しかし、これがナツメというプレイヤーの強さの一部だ。
こんな調子でも程よい緊張感を持っていて、いざ対戦が始まるとスイッチが切り替わって、一気に競技プレイヤーの顔になる。
今日に至るまで幾度となく修羅場を乗り越えてきた。膨大な練習を積んできた。だからこそ、自信を持ってどっしり構えられるのだ。
対する◆ドラ焼きも、緊張こそしているものの、決して弱気になっているわけではない。
DMPランキングポイント暫定1位という輝かしい戦績に加えて、記事の執筆や動画の作成も欠かさずに行ってきた。

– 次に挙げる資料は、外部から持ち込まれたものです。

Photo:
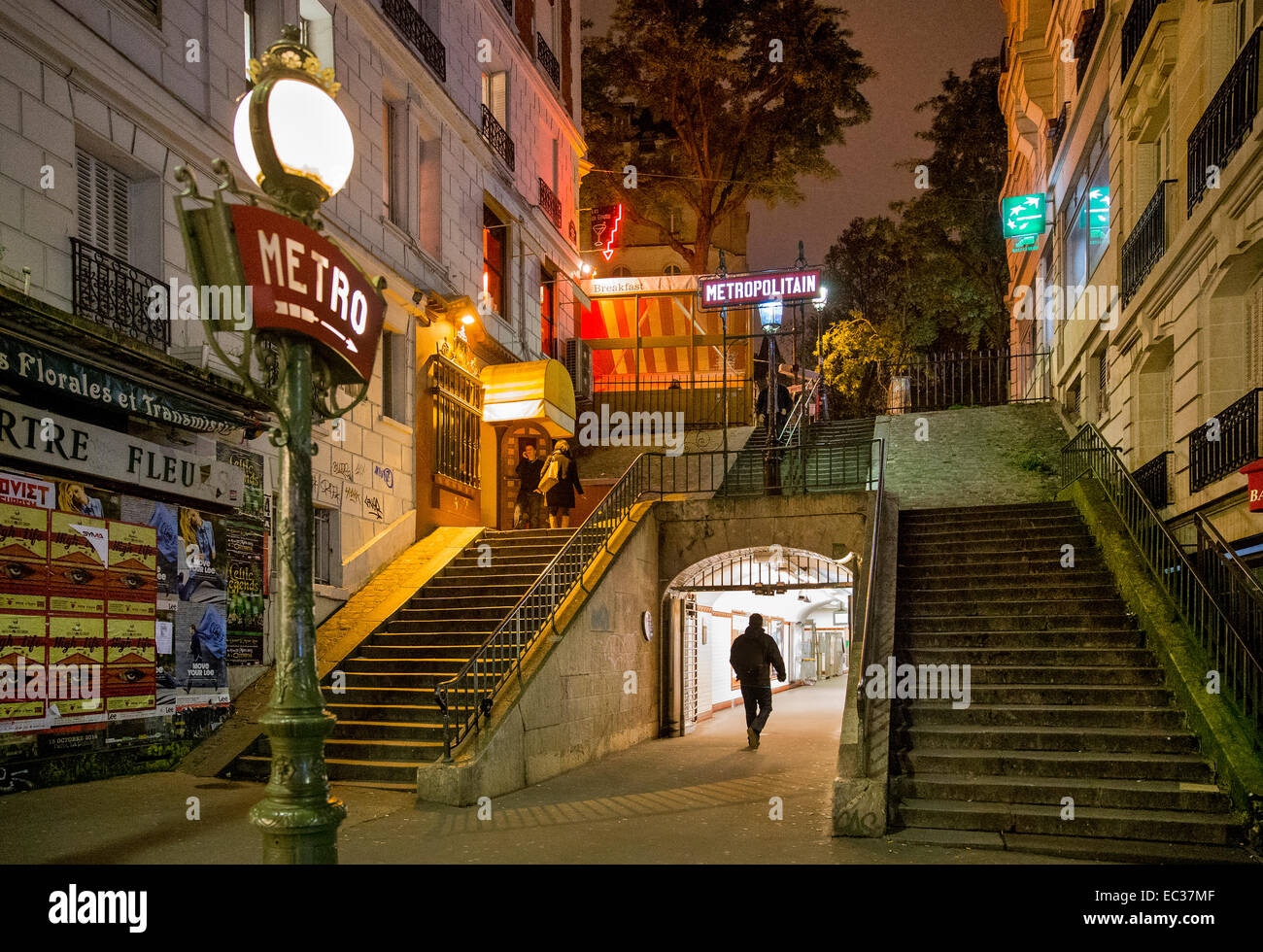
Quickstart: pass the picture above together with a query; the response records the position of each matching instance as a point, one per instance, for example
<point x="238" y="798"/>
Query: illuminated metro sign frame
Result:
<point x="758" y="287"/>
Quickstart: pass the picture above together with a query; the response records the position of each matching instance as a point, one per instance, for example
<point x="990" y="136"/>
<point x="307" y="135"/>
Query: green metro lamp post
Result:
<point x="315" y="324"/>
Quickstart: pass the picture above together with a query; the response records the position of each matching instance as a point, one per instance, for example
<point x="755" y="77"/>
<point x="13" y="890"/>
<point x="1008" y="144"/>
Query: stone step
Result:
<point x="952" y="596"/>
<point x="1167" y="826"/>
<point x="1048" y="622"/>
<point x="1136" y="740"/>
<point x="1085" y="792"/>
<point x="1089" y="695"/>
<point x="1057" y="638"/>
<point x="1163" y="719"/>
<point x="1188" y="767"/>
<point x="912" y="607"/>
<point x="1027" y="656"/>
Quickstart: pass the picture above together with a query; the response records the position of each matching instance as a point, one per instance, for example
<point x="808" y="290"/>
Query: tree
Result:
<point x="955" y="225"/>
<point x="735" y="101"/>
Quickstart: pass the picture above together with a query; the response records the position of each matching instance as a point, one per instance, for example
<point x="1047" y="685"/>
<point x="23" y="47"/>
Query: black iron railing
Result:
<point x="1198" y="596"/>
<point x="550" y="203"/>
<point x="1226" y="120"/>
<point x="495" y="137"/>
<point x="868" y="636"/>
<point x="1147" y="243"/>
<point x="700" y="398"/>
<point x="413" y="26"/>
<point x="1085" y="43"/>
<point x="112" y="291"/>
<point x="466" y="698"/>
<point x="1225" y="442"/>
<point x="1135" y="25"/>
<point x="1154" y="479"/>
<point x="547" y="59"/>
<point x="988" y="378"/>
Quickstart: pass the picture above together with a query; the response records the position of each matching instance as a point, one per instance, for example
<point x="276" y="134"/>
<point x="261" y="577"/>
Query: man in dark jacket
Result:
<point x="753" y="653"/>
<point x="529" y="505"/>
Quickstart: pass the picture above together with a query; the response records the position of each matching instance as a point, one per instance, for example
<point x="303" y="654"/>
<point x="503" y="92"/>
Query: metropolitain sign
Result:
<point x="746" y="289"/>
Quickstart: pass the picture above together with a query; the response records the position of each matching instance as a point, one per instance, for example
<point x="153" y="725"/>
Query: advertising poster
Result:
<point x="244" y="544"/>
<point x="251" y="463"/>
<point x="200" y="626"/>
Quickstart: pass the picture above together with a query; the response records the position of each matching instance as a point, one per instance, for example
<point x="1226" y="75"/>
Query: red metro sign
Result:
<point x="301" y="283"/>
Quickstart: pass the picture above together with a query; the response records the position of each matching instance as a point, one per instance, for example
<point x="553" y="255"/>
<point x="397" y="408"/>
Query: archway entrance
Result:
<point x="803" y="597"/>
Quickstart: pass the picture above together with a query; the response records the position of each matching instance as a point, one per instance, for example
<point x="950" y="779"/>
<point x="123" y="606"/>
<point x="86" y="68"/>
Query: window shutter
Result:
<point x="104" y="205"/>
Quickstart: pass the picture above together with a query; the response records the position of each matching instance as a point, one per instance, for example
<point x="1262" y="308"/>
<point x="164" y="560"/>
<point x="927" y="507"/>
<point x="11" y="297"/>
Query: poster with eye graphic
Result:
<point x="200" y="627"/>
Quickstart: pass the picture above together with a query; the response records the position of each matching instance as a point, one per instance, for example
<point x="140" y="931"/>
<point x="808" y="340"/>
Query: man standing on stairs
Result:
<point x="527" y="510"/>
<point x="753" y="653"/>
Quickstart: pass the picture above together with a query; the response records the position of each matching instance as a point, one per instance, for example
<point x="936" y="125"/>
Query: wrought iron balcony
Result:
<point x="1133" y="29"/>
<point x="1085" y="41"/>
<point x="550" y="203"/>
<point x="1147" y="243"/>
<point x="497" y="139"/>
<point x="413" y="26"/>
<point x="1225" y="442"/>
<point x="1154" y="479"/>
<point x="547" y="59"/>
<point x="112" y="291"/>
<point x="1226" y="120"/>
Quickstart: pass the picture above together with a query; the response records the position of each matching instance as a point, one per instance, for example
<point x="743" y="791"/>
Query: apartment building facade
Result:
<point x="1138" y="124"/>
<point x="463" y="197"/>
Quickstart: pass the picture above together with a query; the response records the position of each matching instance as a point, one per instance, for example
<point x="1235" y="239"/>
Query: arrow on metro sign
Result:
<point x="1023" y="215"/>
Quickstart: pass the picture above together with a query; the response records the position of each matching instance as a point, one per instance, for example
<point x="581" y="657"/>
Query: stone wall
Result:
<point x="972" y="458"/>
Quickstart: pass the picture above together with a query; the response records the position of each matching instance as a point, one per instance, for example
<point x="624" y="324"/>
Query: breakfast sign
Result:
<point x="301" y="283"/>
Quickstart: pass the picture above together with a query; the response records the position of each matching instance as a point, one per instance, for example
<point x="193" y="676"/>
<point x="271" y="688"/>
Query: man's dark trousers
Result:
<point x="757" y="696"/>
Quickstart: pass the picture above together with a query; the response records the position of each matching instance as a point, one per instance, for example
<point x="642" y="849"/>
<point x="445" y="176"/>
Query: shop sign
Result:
<point x="45" y="438"/>
<point x="745" y="289"/>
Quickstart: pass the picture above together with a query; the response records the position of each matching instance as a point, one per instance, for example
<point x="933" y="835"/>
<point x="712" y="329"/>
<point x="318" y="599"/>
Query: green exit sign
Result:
<point x="1023" y="215"/>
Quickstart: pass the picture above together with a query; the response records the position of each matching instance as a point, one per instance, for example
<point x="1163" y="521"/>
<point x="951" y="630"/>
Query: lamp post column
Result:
<point x="297" y="814"/>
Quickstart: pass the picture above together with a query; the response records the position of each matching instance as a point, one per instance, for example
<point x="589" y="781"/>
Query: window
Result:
<point x="1254" y="336"/>
<point x="547" y="313"/>
<point x="393" y="196"/>
<point x="495" y="96"/>
<point x="317" y="30"/>
<point x="104" y="206"/>
<point x="394" y="376"/>
<point x="323" y="546"/>
<point x="495" y="247"/>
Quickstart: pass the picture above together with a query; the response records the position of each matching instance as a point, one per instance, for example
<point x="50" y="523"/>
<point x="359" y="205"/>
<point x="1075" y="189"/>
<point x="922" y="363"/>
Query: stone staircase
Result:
<point x="1066" y="701"/>
<point x="388" y="720"/>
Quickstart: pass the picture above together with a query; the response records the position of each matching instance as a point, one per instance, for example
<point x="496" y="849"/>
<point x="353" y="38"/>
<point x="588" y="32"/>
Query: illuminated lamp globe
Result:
<point x="303" y="146"/>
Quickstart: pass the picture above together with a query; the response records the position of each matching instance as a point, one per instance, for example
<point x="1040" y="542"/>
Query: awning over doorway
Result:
<point x="539" y="392"/>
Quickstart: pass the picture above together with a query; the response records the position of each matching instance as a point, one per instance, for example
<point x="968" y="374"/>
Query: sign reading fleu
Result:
<point x="745" y="289"/>
<point x="303" y="285"/>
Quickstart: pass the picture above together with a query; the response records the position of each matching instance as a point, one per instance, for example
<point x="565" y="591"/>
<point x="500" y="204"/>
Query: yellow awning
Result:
<point x="539" y="391"/>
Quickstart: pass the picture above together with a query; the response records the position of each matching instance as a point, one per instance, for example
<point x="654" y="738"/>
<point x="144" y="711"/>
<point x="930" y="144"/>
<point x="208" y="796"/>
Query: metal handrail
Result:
<point x="1089" y="452"/>
<point x="870" y="578"/>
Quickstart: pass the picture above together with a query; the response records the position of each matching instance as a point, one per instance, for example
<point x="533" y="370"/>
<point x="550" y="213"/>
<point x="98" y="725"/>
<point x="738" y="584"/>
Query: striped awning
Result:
<point x="539" y="391"/>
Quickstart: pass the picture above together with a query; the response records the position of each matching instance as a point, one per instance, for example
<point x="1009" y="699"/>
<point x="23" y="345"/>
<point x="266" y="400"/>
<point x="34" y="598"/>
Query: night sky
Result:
<point x="910" y="45"/>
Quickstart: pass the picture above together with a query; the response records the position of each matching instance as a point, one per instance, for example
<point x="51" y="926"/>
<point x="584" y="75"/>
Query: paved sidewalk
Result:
<point x="702" y="799"/>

積み重ねてきた努力と経験、そしてなによりもDMPランキングポイントが、彼の強さを実証している。
「”暫定”の文字を消しに来ました。」と、口で言うだけなら簡単だ。
しかし、その言葉を裏切ることなくトップ8まで駆け上がってきた。
対戦席の空気づくりこそナツメが一歩リードしたような様子だが、この対戦に賭ける思いはどちらも譲らないだろう。
勝てばトップ4。
GP王者とDMPランキング王者の戦いがはじまる。
Game1
先攻:◆ドラ焼き先攻となった◆ドラ焼きは、《神帝英雄 ゴッド・モモキング》をマナチャージしてターンを終える。
珍しく採用されている《神帝英雄 ゴッド・モモキング》は、おそらく今大会に【モモキングダム退化】が多いと踏んで、ミラーマッチを対策した1枚だろう。

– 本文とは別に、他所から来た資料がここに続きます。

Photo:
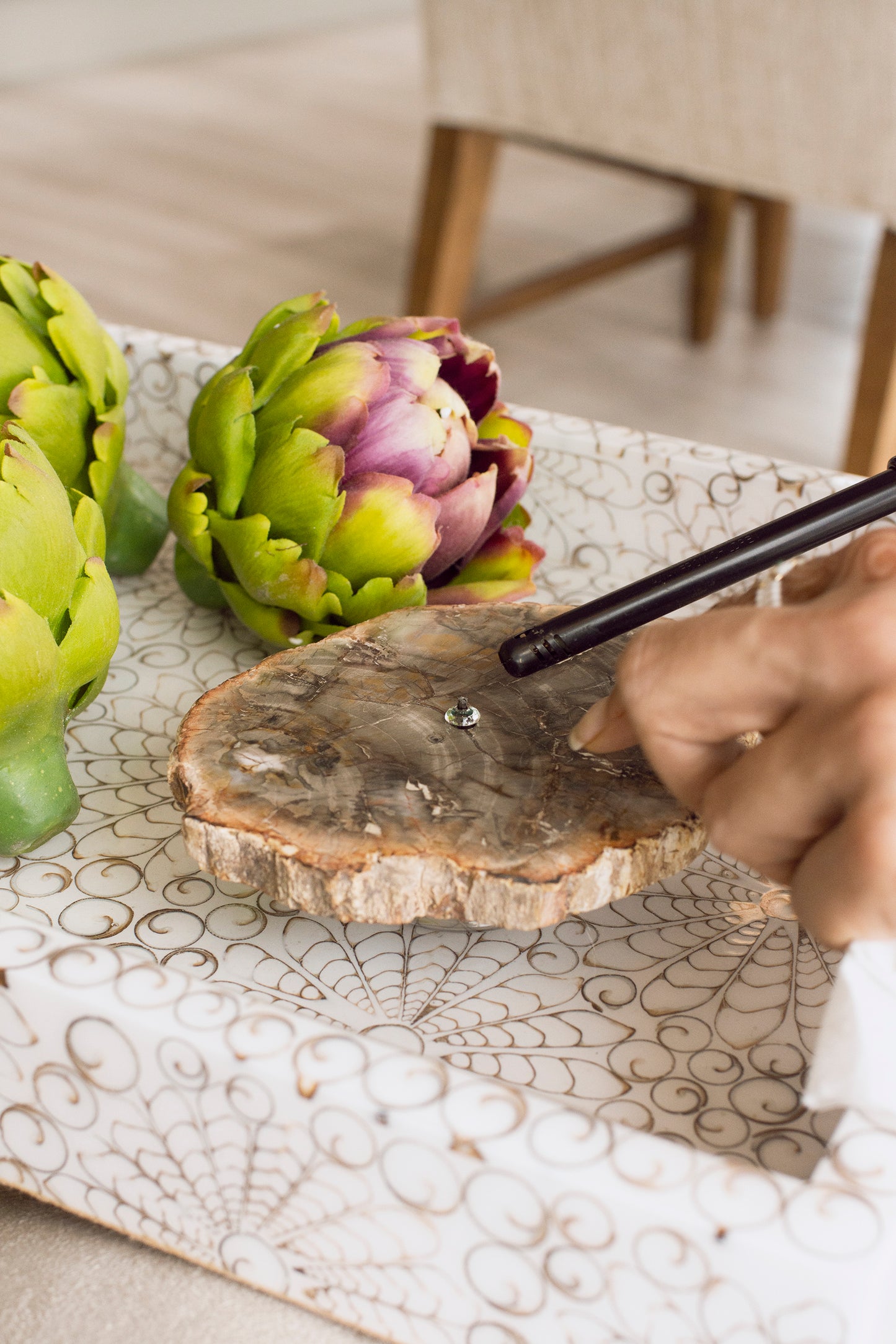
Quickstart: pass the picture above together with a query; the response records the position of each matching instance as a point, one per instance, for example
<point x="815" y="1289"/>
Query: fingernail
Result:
<point x="588" y="726"/>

仮にミラーマッチで先に《キャンベロ <レッゾ.Star>》の召喚制限をかけられた状態だとしても、《未来王龍 モモキングJO》の攻撃時に《神帝英雄 ゴッド・モモキング》に進化することで、《神帝英雄 ゴッド・モモキング》自身のアンタップ効果を活かして攻め切ることができるというわけだ。
しかし、それが1ターン目にマナに置かれるということは、他の手札がもっと強いということの裏返しとも読み取れるため、素早いゲーム展開が予想される。

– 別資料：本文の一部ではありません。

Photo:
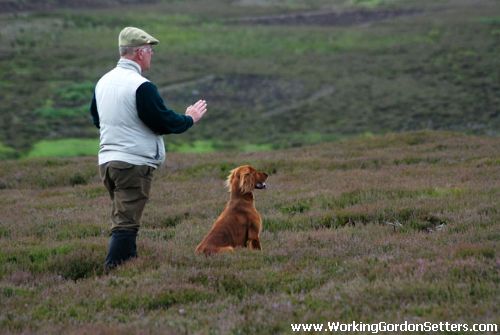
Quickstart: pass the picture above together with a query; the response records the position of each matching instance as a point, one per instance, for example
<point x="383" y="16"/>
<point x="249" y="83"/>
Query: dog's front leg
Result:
<point x="253" y="241"/>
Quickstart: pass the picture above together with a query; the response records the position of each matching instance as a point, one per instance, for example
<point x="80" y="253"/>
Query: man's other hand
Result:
<point x="197" y="110"/>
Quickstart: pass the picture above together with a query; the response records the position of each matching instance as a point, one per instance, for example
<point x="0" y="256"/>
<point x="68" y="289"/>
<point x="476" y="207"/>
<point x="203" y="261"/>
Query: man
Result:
<point x="132" y="118"/>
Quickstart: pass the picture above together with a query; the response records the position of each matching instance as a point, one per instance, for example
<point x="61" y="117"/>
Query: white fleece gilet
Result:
<point x="123" y="136"/>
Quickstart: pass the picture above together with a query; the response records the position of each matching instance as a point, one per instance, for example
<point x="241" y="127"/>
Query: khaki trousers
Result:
<point x="128" y="186"/>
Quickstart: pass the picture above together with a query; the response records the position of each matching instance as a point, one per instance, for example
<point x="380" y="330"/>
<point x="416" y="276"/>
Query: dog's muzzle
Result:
<point x="260" y="186"/>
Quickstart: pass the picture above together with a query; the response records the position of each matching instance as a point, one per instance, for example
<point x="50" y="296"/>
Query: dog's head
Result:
<point x="245" y="179"/>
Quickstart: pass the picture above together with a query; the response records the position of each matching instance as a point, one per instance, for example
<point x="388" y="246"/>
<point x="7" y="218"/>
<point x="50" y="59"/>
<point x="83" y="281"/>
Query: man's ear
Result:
<point x="230" y="179"/>
<point x="247" y="182"/>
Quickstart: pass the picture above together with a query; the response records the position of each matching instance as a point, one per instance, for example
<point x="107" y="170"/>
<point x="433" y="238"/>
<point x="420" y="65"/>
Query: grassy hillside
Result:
<point x="275" y="73"/>
<point x="387" y="228"/>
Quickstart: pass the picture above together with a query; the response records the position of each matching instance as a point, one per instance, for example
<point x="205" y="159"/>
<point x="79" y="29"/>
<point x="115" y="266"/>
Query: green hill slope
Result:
<point x="275" y="73"/>
<point x="381" y="229"/>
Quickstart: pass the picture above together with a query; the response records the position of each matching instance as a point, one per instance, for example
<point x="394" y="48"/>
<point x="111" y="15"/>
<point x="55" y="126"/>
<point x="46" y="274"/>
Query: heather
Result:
<point x="376" y="228"/>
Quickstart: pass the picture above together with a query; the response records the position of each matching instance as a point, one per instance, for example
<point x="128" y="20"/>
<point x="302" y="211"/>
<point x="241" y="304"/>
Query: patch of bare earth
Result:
<point x="349" y="18"/>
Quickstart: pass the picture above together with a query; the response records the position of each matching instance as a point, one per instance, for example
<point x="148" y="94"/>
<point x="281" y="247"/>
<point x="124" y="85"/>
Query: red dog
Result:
<point x="240" y="224"/>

返しのナツメは《禁断のモモキングダム》をマナチャージしてターン終了。きっちり《禁断英雄 モモキングダムX》召喚のためのマナを整え、後手を捲りに行く。
続く◆ドラ焼きは、《新世界王の闘気》をマナチャージして《禁断英雄 モモキングダムX》を召喚。進化元に《未来王龍 モモキングJO》をセットすることに成功する。
今後のゲーム展開において重要な、《キャンベロ <レッゾ.Star>》2枚、《禁断のモモキングダム》、《新世界王の闘気》という内容をお互いによく確認して、◆ドラ焼きはターンを返す。
ナツメの後攻2ターン目。同じく《新世界王の闘気》をマナチャージして《禁断英雄 モモキングダムX》を召喚し、進化元に《未来王龍 モモキングJO》をセット。
《キャンベロ <レッゾ.Star>》2枚、《アルカディアス・モモキング》、《無双龍騎 ボルバル・モモキング》、《新世界王の闘気》が表向きにされ、先ほどと同じようにお互いで内容を確認した後にターンを終了する。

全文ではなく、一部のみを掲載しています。